Se ripenso all'Europa del 1945, e all'America di oggi, capisco che abbiamo memoria corta, selettiva. In un mondo in cui uno su cento è rifugiato o sfollato, in un mondo con 232 milioni di lavoratori migranti, si può solo sperare di aver empatia.
420 è un numero ma anche un'ossessione, ereditata da mio padre. È il numero dei villaggi e paesi Palestinesi che Israele ha raso al suolo tra il 1948 e il 1952: distruggendo case, fattorie, sradicato i loro alberi così che non avessero niente a cui tornare.
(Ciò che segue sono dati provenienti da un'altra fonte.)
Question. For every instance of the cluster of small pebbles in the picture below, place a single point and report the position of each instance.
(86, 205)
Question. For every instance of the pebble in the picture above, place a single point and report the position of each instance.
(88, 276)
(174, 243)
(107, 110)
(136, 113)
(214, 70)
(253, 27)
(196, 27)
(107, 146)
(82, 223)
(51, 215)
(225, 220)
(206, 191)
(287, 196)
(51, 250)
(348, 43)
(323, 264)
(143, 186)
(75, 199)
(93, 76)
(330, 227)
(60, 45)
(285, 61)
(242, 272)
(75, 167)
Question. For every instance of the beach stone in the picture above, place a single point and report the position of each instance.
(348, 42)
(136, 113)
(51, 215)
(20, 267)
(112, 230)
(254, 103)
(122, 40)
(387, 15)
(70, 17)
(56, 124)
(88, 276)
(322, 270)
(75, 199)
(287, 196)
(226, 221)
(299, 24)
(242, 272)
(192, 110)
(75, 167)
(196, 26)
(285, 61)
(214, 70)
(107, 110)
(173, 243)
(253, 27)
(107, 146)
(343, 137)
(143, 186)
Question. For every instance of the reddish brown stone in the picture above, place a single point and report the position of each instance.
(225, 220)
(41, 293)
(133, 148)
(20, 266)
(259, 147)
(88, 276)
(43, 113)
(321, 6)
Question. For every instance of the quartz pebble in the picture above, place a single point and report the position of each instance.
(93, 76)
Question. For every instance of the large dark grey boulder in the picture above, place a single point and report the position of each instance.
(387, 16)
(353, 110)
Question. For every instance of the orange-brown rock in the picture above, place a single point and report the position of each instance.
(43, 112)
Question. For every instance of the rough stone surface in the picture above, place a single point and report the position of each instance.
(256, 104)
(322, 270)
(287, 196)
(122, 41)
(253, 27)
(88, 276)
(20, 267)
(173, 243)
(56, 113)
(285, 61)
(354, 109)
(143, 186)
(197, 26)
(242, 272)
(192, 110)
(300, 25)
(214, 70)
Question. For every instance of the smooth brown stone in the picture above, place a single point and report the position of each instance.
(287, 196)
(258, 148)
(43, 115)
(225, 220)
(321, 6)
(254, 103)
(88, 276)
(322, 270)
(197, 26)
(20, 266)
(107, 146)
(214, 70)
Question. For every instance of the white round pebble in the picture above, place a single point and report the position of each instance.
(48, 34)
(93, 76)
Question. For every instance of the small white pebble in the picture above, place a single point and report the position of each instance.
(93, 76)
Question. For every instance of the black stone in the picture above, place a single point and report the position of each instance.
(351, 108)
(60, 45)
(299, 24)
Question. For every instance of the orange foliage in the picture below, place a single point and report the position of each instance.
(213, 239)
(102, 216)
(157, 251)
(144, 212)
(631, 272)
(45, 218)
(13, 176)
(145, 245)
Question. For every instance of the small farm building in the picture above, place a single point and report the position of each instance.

Ma l'unica cosa che non poteva essere cancellata era la memoria; che rimase con me e con tanti altri; scolpita nelle stesse pietre che giace ancora sotto le macerie dei 420 villaggi distrutti. E fu dalla più triste oscurità e distruzione che arrivò la luce e il bisogno di riscossa. E furono i 420 villaggi palestinesi che mi ispirarono a diventare un architetto della conservazione. Era la memoria della distruzione e un profondo senso di perdita che mi diede l'ispirazione a proteggere e far rivivere i resti dei 420 villaggi nella “Palestina Minore” (la Cisgiordania e Gaza). Da qui la nascita dei Riwaq e Ngo, fondati a Ramallah in Palestina nel 1991 (www.riwaq.org).
DUE CITTÀ È stata l'assenza della mia città paterna Giaffa che formò tutta la mia vita e mi diede un profondo senso di tristezza, di sconfitta e rabbia verso il mondo ingiusto al quale ci sforziamo di dare un senso ma invano. Tuttavia, fu la forte presenza della splendida città di mia madre, Damasco (come anche la forte presenza di mia madre) che mi diede il più profondo senso di sicurezza. Era l'attrito tra le montagne e il mare che formò la mia vita. Come le onde ho oscillato tra le montagne e il mare; tra la terra ferma dell'entroterra di Damasco e la turbolenza e gli inganni del mar Mediterraneo.
Era l'appartenere a una Palestina persa, a un “non-paese”, a una “non-nazione”, e la conseguente sfida di provare che esisti o che almeno eri esistita che alla fine mi diede il profondo senso di appartenenza, o di non appartenenza a un “non-paese”. Perché dove è casa, quando perdi la tua prima casa? È come la prima ferita che non si rimargina mai. Ma con la perdita della casa, ogni posto ha il potenziale per diventare “casa”.
Sono le città come Roma, Napoli e Cagliari che danno un forte senso di esistenza, di essere. Nascere e vivere a Damasco, la più antica città abitata al mondo sembra eterno. «Nessun'altra città potrà mai eguagliare Damasco». Questa era la frase che ho sentito sempre ripetere. Fu qui che mia madre mandò due figlie piccole (5 e 3 anni) durante la guerra nel 1948 quando le forze armate ebree di Hagan occuparono la nostra casa a Gerusalemme e la divisero con i miei genitori finché non furono costretti ad andarsene (i miei genitori, naturalmente). Fu a casa di mio nonno nella città vecchia di Damasco che mia madre mandò i miei due fratelli e me quando mio padre, attivista politico fu arrestato nel 1958.
È l'oasi verde di Damasco che è stata per secoli Paradiso e rifugio sicuro per molti di quelli che persero le loro case. Gli Armeni, i Circassi. I Palestinesi nel 1948. I libanesi nel 1975. Gli iracheni nel 1991. E guardati ora. Il mondo ti chiude le porte in faccia. Ma Damasco, non disperare.